Da notare, infatti, come Chomsky sia profondamente scettico anche su quella disciplina che può essere considerata il frutto più fecondo della psicologia cognitiva, ovvero tutto il settore di ricerca sull'intelligenza artificiale. La riduzione della mente umana a problema di ingegneria (artificiale o naturale) è inaccettabile per il pregiudizio umanista. La posizione di Chomsky sulla complessità del cervello anticipa per certi versi quella di Penrose: la mente è una cosa troppo misteriosa e affascinante per lasciarla ai biologi o addirittura ai programmatori: forse un aiuto potrà venirci, in futuro, dagli sviluppi della fisica quantistica.

Il fatto è che la resistenza a spiegare le caratteristiche più specificatamente umane per il tramite dell'evoluzione è venuta, talvolta, dagli stessi ambienti evoluzionisti (d'altronde il co-inventore della teoria, Wallace, era in disaccordo con Darwin proprio su questo). Un illustre appoggio a Chomsky dal fronte evoluzionista venne, ad esempio, da Stephen Jay Gould. Per inquadrare storicamente il dibattito, bisogna considerare che nel 1975 esce il libro Sociobiologia. La nuova sintesi, di Wilson, mentre Il gene egoista di Dawkins è del 1976. Sono due cazzotti tremendi all'umanismo, e la reazione (specialmente contro Wilson), non si fa attendere.

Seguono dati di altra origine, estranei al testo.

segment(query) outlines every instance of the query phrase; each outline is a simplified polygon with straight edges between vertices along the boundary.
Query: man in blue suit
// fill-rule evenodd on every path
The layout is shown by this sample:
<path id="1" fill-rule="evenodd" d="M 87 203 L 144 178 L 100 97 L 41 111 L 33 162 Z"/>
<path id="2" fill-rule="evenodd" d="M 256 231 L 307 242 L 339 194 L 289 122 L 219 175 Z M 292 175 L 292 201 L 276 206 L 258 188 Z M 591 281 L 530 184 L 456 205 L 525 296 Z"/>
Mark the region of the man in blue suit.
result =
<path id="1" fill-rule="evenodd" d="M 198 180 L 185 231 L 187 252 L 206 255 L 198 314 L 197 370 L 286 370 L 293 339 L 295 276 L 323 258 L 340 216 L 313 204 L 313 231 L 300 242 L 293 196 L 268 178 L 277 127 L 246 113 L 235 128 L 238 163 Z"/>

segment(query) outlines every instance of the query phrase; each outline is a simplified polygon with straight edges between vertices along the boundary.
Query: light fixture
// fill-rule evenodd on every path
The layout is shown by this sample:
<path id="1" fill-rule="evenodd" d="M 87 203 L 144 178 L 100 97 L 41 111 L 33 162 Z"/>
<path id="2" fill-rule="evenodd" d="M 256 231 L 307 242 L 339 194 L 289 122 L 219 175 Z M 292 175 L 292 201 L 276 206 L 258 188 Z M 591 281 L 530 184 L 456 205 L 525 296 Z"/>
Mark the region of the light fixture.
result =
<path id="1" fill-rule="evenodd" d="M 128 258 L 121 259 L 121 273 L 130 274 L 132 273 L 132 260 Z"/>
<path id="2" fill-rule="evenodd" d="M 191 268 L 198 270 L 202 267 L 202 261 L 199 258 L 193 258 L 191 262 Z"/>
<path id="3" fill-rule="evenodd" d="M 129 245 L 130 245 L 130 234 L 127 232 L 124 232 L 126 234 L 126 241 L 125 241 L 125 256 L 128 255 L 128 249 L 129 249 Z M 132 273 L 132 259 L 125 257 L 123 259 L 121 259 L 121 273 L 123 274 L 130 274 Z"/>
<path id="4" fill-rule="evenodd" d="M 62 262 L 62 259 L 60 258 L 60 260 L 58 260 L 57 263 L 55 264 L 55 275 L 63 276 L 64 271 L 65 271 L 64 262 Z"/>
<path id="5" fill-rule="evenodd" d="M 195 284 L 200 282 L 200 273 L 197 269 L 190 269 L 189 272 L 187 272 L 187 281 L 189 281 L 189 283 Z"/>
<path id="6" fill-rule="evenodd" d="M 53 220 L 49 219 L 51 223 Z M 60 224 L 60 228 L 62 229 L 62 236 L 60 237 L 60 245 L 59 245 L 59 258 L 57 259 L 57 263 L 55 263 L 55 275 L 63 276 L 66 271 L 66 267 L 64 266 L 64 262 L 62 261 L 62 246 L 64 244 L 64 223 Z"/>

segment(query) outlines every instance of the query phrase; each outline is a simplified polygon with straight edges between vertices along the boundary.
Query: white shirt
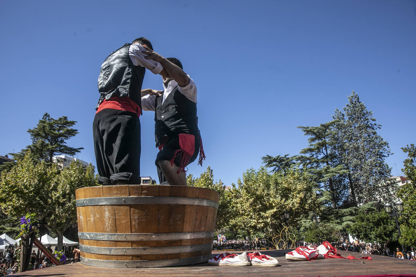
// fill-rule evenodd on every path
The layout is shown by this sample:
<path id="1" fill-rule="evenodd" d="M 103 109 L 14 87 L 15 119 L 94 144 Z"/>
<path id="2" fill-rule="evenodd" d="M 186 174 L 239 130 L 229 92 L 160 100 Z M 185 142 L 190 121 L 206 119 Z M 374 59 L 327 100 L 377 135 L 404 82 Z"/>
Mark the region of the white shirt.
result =
<path id="1" fill-rule="evenodd" d="M 129 56 L 134 65 L 146 67 L 154 74 L 159 74 L 163 69 L 163 66 L 158 61 L 151 59 L 146 60 L 146 57 L 148 55 L 142 52 L 142 51 L 146 51 L 140 43 L 136 43 L 129 47 Z"/>
<path id="2" fill-rule="evenodd" d="M 189 77 L 189 75 L 188 75 Z M 194 103 L 196 103 L 196 86 L 195 82 L 192 78 L 189 77 L 189 83 L 185 86 L 181 86 L 178 85 L 178 83 L 175 80 L 172 80 L 168 84 L 168 86 L 165 87 L 163 84 L 163 86 L 165 90 L 163 93 L 163 98 L 162 99 L 162 105 L 165 102 L 165 100 L 173 89 L 178 86 L 178 89 L 179 92 L 184 95 L 186 98 L 189 99 Z M 156 109 L 156 96 L 147 94 L 141 98 L 141 108 L 143 110 L 152 110 L 155 111 Z"/>

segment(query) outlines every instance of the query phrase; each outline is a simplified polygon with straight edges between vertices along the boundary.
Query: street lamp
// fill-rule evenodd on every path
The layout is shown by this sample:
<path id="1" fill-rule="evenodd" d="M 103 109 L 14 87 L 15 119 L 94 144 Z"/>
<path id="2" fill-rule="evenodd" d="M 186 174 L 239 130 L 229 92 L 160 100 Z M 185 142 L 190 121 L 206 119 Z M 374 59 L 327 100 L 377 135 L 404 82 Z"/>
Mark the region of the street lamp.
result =
<path id="1" fill-rule="evenodd" d="M 389 203 L 386 203 L 384 205 L 384 208 L 389 216 L 394 217 L 396 219 L 396 225 L 397 227 L 397 233 L 399 233 L 399 237 L 400 238 L 401 236 L 401 234 L 400 233 L 400 226 L 399 225 L 397 216 L 400 216 L 400 212 L 403 211 L 403 202 L 401 201 L 396 202 L 396 208 L 393 207 Z M 401 245 L 401 250 L 403 251 L 403 257 L 405 259 L 407 259 L 407 255 L 406 254 L 406 251 L 404 250 L 404 246 L 403 244 Z"/>
<path id="2" fill-rule="evenodd" d="M 314 223 L 319 224 L 321 223 L 321 218 L 319 216 L 317 216 L 316 214 L 315 214 L 315 216 L 312 218 L 312 221 L 313 221 Z"/>
<path id="3" fill-rule="evenodd" d="M 282 221 L 285 221 L 286 223 L 289 222 L 289 218 L 290 217 L 290 213 L 287 211 L 285 211 L 283 213 L 280 215 L 280 219 Z"/>

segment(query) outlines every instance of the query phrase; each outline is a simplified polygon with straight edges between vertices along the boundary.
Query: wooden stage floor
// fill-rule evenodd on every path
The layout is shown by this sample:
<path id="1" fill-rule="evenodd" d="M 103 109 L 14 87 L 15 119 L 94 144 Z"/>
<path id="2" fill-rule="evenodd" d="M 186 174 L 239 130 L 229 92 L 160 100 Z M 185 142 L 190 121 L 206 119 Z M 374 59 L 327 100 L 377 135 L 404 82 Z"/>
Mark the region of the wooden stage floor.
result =
<path id="1" fill-rule="evenodd" d="M 348 276 L 358 275 L 387 274 L 414 275 L 416 276 L 416 261 L 397 258 L 360 254 L 359 253 L 338 251 L 343 257 L 349 255 L 359 258 L 370 256 L 373 260 L 324 259 L 304 262 L 290 261 L 285 258 L 285 253 L 290 250 L 270 250 L 261 252 L 276 257 L 280 266 L 267 267 L 262 266 L 213 266 L 205 262 L 193 266 L 154 268 L 108 268 L 84 265 L 77 262 L 32 270 L 15 275 L 19 276 L 74 276 L 98 277 L 101 276 Z M 213 255 L 222 252 L 215 251 Z M 241 252 L 235 252 L 238 254 Z M 364 263 L 362 262 L 364 261 Z"/>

Tacciato l'autore (Wilson) di voler riportare in auge l'eugenetica nazista, nasce un fronte compatto contro la sociobiologia, e contro il riduzionismo in genere. Le spiegazioni evoluzionistiche vanno bene per gli animali, ma volerle adattare al comportamento degli esseri umani non solo è sbagliato, è pericoloso e potenzialmente criminale. Stephen Jay Gould, nella sua lotta ideologica, da brillante divulgatore del pensiero darwiniano finisce pian piano e impercettibilmente per spostarsi sul fronte opposto: non scrive direttamente contro Darwin, ma i suoi continui appelli al pluralismo e i suoi attacchi a quelli che chiama gli "ultra-darwinisti" (colpevoli di coerenza intellettuale) sortiscono l'effetto di farne un paradossale eroe persino per i sostenitori del creazionismo.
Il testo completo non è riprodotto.